It was a nerve-wracking experience for a few university hockey players as they returned to their hometowns to play an exhibition game. Four PWM Steelers alumni returned to Lloydminster and Wainwright as players for the University of Saskatchewan Huskies and University of Alberta Pandas.
Stephanie Fischer, Kennedy Ganser, Payton Laumbach and Chelsea Debusschere played two exhibition games on September 14 and 15 for their university teams.
The U of S Huskies took the first game 5-0 but the Pandas bounced back for the second game 3-0.
Randy Laumbach’s daughter, Payton, was one of the returning PWM Steelers playing for the University of Alberta Pandas. She also made her first goal of the season in the second game.
“Wainwright is where our farm is so it was pretty neat to see her score a goal in her home in Wainwright,” Laumbach says. “It was pretty fun for us parents as well to watch your daughter succeed and get to the level where all these girls dreamed of playing.”
Laumbach says his daughter enjoyed the experience and the games opened conversations about the skill level of university hockey and the quality of the Steelers program.
“The game was fast-paced and I think most people don’t realize, at the CIS level, how good the girl hockey players are and how well the female game has come,” Laumbach says.
Corrina Fischer’s daughter, Stephanie, played for the U of A Pandas and says her daughter was nervous about playing in her hometown.
“She wished her first game was somewhere other than Lloydminster because she was so jittery and it’s a bit of pressure to play in front of your hometown. But she was all smiles when it was done and glad to get the first game out of the way.”
Fischer says everyone at the game was supportive of her daughter and the returning players.

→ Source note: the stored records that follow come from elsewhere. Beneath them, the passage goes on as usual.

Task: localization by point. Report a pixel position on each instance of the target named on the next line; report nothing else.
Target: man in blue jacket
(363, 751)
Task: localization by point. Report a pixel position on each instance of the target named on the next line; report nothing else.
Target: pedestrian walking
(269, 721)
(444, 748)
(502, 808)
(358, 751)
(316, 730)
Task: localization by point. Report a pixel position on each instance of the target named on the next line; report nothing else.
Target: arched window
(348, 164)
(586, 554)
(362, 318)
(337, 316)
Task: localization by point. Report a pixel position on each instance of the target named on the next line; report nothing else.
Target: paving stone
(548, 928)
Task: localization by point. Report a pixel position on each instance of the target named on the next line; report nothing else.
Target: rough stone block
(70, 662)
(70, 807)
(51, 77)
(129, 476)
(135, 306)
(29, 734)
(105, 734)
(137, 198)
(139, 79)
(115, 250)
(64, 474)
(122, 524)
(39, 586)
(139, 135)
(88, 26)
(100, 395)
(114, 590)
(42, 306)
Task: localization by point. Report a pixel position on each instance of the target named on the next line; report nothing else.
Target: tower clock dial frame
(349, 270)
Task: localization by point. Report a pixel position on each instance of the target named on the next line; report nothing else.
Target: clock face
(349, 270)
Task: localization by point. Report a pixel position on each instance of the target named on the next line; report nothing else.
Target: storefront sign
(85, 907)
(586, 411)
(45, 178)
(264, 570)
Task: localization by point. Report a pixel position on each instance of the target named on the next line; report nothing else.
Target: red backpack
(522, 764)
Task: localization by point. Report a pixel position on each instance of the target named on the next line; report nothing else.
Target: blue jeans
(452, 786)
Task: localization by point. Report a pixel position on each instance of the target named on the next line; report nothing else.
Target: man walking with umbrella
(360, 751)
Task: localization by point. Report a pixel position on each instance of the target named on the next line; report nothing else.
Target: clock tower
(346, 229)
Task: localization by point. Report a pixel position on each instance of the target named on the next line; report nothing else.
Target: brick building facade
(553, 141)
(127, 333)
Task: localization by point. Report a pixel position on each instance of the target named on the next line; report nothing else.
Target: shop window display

“People were excited to see them and happy to see that there’s a place to play somewhere else when they’re done minor hockey,” Fischer says. “I was pleased to see her fit in and she looked like that’s where she should play.”
Both Laumbach and Fischer hope the game starts to become an annual event.
“It’s good to get the game out there and they know that Lloydminster has produced a lot of good hockey players over the past years,” Laumbach says. “So it’s good for the universities and they like to give back as well.”